Sinnspruch von August Gemming © Privatbesitz
Seht ihr, dass in der gemalten Postkarte eine Zeile fehlt? Ob der Verleger um seine katholische Kundschaft gefürchtet hat? Fakt ist, mir hat der Teufel nicht Bange machen können, und mit den Pfaffen war ich auch wenig zimperlich. „Grüaß Enk Gott“ ist übrigens trotzdem eine ernst gemeinte Titelzeile eines meiner Gedichte. Schön, dass ihr hergefunden habt. Meine Grabstele ist standfest, stattlich, schnörkellos. Der Text dürfte euch kaum noch überraschen:
Hier ruht
ein
„Münchner Original“
August Gem̅ing
1837-1893
Da hat mir wohl jemand ein Denkmal setzen wollen. Jemand, der Karl Valentins Sammlung gekannt haben dürfte. Die Stele für das „Münchner Original“ ist somit kein Original-Gemming-Grabstein, sondern ein Ersatz- oder Gedenkstein. An manchen Tagen, wenn das Licht günstig steht, lassen sich Reste der ursprünglichen Beschriftung erkennen, ähnlich einem Palimpsest, einem wieder beschriebenen antiken Schriftstück.
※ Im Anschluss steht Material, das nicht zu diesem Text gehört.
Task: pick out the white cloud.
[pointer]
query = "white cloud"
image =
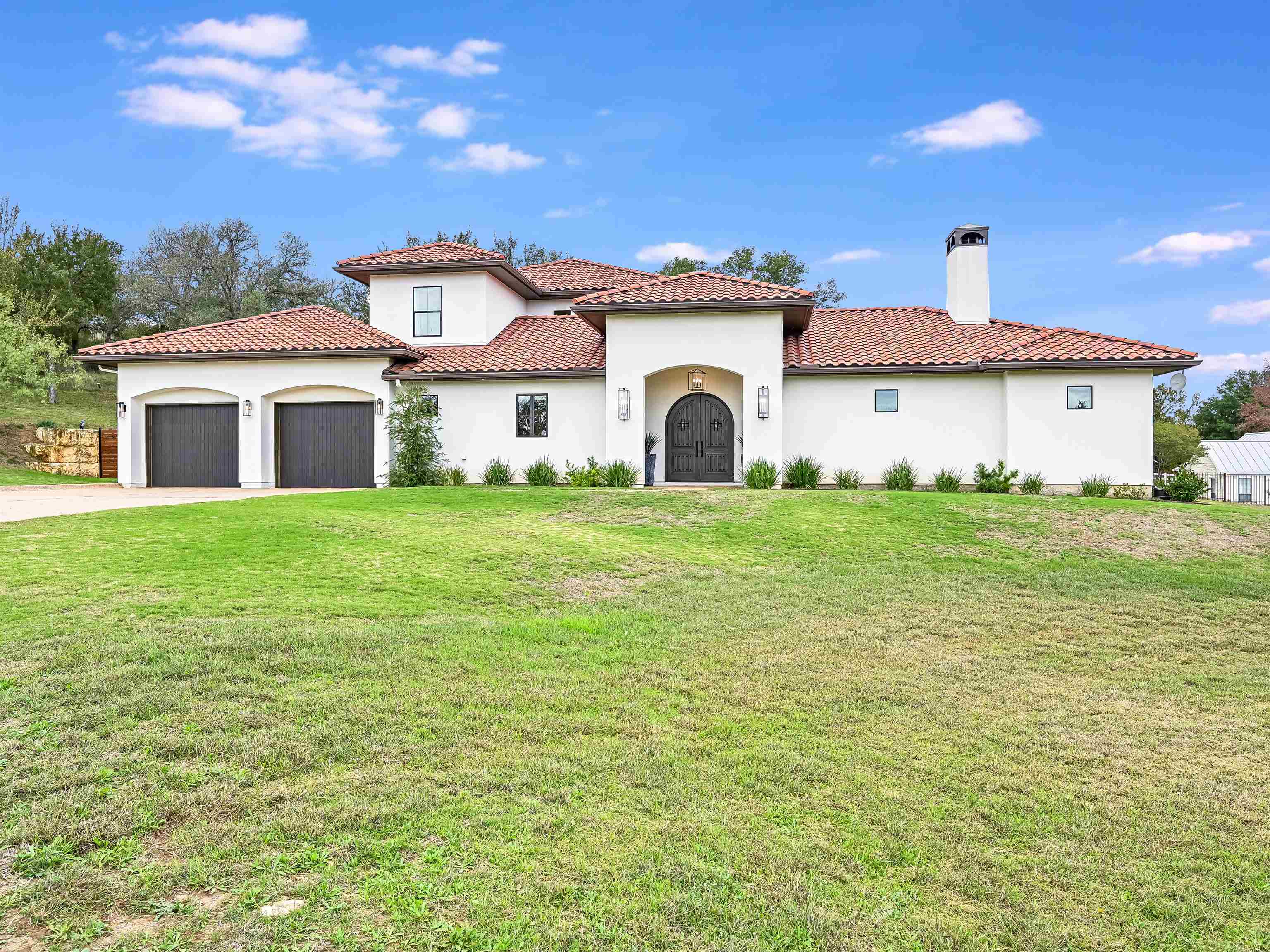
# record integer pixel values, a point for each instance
(496, 158)
(576, 211)
(304, 115)
(125, 45)
(858, 254)
(173, 106)
(1191, 248)
(447, 121)
(464, 60)
(1246, 313)
(1225, 364)
(678, 249)
(258, 36)
(1003, 122)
Ein Redakteur der Münchner Neuesten Nachrichten (MNN) vom 2.3.1923 erwähnt zwei Personen, die es gut meinten mit ‚ihrem‘ Gustl. Ein gewisser „Otto Irlinger“ und ein anonym bleibender „Freund“ hätten anlässlich seines dreißigsten Todestags für den Erhalt von Grab und Stein gesorgt.
Auszug Münchner Neuesten Nachrichten 1923 © Stadtarchiv München
Der Steinmetz hat August Gemming verjüngt, als er mit Schwabacher Schrift die Zahl 1837 in den Stein gemeißelt hat. Laut Pfarrmatrikel und Grundbucheintrag der Bayerischen Armee wurde er als „Ernst Paul August Gemming am 10. September 1836 auf dem Rothenberg geboren.“ Und mit Reduplikationsschrift schrieb er sich, soweit bekannt, nie.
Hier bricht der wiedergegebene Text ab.